Methodology

How we build and maintain the archive

Data sourcing

All files in this archive originate from the Department of Justice Epstein Files Portal. We download files directly from the DOJ's official data set pages for each of the twelve data sets. No files from unofficial or third-party sources are included.

File conversion

The DOJ releases files primarily as PDF documents. We convert each PDF page into an optimized WebP image for faster loading and consistent display across devices. The conversion process:

Rasterizes each PDF page at a configurable DPI (default: 150) for readable detail
Encodes to WebP format with quality optimization for a balance of clarity and file size
Preserves multi-page documents as linked page sequences, so you can navigate through an entire document
Processes image files (JPEG, PNG, GIF) by converting them to WebP without altering content

No content is added, removed, or altered during conversion. The visual content of each page matches the DOJ original.

Indexing and metadata

After conversion, each file is uploaded to cloud storage and indexed. The index records:

File key (derived from the original DOJ file name)
File size
Upload timestamp
Data set identifier
Source URL (link back to the DOJ data set page)
Page count and page sequence for multi-page PDF documents

The index is cached and updated when new files are ingested. Search operates against file keys, allowing lookup by document identifiers and naming patterns.

Hosting and delivery

Images are stored on Cloudflare R2 and served via Cloudflare's global CDN. The web application runs on Cloudflare Workers.
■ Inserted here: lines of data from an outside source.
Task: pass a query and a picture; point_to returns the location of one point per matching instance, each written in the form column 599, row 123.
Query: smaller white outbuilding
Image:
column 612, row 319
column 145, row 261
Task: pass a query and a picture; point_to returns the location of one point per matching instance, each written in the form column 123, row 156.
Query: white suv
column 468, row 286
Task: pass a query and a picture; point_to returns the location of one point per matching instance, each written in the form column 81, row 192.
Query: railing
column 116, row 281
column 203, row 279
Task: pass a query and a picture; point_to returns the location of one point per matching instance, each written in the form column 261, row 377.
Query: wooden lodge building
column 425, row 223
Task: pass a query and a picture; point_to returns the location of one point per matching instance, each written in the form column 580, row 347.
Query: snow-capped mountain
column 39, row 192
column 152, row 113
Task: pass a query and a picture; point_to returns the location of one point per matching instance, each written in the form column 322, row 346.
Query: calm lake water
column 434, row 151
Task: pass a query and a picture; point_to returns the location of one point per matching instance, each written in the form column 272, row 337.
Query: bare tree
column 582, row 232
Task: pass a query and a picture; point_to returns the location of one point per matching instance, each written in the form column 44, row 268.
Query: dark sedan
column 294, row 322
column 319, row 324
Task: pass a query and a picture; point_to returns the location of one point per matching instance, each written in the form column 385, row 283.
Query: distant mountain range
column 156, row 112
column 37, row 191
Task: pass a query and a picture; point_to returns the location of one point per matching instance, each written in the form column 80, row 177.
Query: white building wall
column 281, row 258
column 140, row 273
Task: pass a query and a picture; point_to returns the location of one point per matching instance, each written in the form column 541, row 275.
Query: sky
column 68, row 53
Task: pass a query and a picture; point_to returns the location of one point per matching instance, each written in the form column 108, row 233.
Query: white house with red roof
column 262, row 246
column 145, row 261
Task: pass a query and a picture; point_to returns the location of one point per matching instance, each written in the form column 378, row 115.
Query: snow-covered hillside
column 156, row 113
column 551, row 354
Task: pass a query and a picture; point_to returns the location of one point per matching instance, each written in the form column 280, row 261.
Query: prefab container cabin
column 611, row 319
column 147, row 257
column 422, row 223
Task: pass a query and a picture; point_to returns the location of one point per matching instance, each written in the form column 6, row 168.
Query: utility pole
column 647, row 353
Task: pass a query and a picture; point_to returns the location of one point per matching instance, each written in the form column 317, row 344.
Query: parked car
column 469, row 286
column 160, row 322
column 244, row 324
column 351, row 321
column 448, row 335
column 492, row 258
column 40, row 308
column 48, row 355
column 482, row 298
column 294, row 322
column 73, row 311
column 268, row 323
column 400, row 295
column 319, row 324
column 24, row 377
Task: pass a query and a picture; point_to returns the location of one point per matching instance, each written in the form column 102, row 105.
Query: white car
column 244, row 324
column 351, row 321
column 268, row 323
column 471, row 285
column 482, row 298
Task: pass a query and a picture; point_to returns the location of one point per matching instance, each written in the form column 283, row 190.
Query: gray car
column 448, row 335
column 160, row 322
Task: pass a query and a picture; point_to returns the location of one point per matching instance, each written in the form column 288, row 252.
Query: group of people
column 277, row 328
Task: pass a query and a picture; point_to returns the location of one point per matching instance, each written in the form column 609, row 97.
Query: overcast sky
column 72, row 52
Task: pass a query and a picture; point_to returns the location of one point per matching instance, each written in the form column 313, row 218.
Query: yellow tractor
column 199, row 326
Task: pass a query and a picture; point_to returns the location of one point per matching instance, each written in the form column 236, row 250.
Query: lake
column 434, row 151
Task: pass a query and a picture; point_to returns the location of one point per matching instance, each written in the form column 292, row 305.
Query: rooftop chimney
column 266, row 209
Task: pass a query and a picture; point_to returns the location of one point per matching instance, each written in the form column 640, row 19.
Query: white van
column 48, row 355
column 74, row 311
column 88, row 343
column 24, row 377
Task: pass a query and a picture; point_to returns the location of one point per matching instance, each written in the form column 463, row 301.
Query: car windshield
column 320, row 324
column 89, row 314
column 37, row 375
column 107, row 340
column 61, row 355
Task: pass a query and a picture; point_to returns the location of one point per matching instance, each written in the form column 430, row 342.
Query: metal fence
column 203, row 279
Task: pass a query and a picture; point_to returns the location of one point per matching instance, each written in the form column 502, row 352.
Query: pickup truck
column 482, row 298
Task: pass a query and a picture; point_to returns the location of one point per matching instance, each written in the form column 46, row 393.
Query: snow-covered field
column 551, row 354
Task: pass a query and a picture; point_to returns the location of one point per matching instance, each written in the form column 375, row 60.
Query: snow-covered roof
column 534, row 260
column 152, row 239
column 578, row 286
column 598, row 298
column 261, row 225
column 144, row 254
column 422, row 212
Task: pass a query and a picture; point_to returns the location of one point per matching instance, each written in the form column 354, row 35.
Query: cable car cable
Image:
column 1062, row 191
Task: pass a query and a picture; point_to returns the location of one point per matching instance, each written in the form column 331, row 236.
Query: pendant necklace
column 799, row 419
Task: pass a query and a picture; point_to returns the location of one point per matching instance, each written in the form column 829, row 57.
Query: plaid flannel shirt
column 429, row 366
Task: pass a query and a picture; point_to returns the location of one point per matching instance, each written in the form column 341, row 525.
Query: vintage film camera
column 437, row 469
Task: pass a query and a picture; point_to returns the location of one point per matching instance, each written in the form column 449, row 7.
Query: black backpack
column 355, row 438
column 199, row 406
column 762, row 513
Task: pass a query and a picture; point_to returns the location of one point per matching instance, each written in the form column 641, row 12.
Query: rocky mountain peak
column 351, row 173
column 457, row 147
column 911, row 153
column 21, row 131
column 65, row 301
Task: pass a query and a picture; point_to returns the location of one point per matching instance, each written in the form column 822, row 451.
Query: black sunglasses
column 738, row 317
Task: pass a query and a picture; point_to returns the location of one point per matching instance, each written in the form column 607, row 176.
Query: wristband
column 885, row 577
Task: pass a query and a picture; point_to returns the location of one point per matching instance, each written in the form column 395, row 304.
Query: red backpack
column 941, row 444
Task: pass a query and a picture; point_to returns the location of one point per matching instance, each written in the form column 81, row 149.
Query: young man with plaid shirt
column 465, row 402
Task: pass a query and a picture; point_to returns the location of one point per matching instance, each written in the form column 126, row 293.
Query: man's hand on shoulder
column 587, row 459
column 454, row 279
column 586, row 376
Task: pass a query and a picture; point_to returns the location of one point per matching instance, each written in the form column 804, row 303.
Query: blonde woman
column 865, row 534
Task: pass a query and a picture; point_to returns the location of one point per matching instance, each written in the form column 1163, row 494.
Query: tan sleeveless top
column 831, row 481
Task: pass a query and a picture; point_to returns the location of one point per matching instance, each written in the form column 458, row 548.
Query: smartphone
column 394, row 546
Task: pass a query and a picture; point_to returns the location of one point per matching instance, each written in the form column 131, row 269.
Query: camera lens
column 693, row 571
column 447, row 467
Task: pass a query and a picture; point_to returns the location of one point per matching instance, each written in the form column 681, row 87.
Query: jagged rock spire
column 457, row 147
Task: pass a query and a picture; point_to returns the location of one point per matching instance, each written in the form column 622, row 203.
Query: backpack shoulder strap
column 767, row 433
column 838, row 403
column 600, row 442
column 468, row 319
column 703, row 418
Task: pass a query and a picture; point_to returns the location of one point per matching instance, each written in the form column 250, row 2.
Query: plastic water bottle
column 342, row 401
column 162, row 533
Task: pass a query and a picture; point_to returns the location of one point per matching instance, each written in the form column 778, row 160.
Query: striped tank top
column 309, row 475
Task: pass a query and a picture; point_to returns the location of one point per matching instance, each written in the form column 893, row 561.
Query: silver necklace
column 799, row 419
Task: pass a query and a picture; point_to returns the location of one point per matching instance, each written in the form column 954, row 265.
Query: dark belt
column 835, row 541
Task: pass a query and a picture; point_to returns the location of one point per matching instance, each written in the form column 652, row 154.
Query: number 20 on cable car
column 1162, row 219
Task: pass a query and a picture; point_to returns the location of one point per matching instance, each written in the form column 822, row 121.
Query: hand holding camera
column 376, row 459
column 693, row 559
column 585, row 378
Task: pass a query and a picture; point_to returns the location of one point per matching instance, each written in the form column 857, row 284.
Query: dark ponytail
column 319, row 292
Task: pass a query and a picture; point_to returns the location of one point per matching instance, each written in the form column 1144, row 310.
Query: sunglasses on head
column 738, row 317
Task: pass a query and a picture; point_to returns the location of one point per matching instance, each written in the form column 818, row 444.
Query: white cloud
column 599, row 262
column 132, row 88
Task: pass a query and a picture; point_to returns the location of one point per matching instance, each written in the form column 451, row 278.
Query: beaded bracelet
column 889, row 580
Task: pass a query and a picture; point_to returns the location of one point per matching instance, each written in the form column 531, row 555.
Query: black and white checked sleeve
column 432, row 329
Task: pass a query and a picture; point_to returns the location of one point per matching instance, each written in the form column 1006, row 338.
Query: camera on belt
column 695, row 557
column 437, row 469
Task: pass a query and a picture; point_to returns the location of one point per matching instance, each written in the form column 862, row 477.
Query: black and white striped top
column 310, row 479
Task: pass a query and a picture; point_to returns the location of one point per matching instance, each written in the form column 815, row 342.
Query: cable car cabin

This architecture provides fast global access with aggressive caching for static assets (images are immutable once uploaded).

Accuracy and limitations

We make reasonable efforts to ensure all indexed files match the DOJ originals, but this archive has limitations:

PDF-to-image conversion may introduce minor rendering differences (font smoothing, color profiles) compared to viewing the original PDF
The archive may not include every file from every data set if DOJ pages were updated after our last ingestion
Search is limited to file name matching; full-text search of document content is not currently supported

For authoritative use, always verify against the original DOJ source.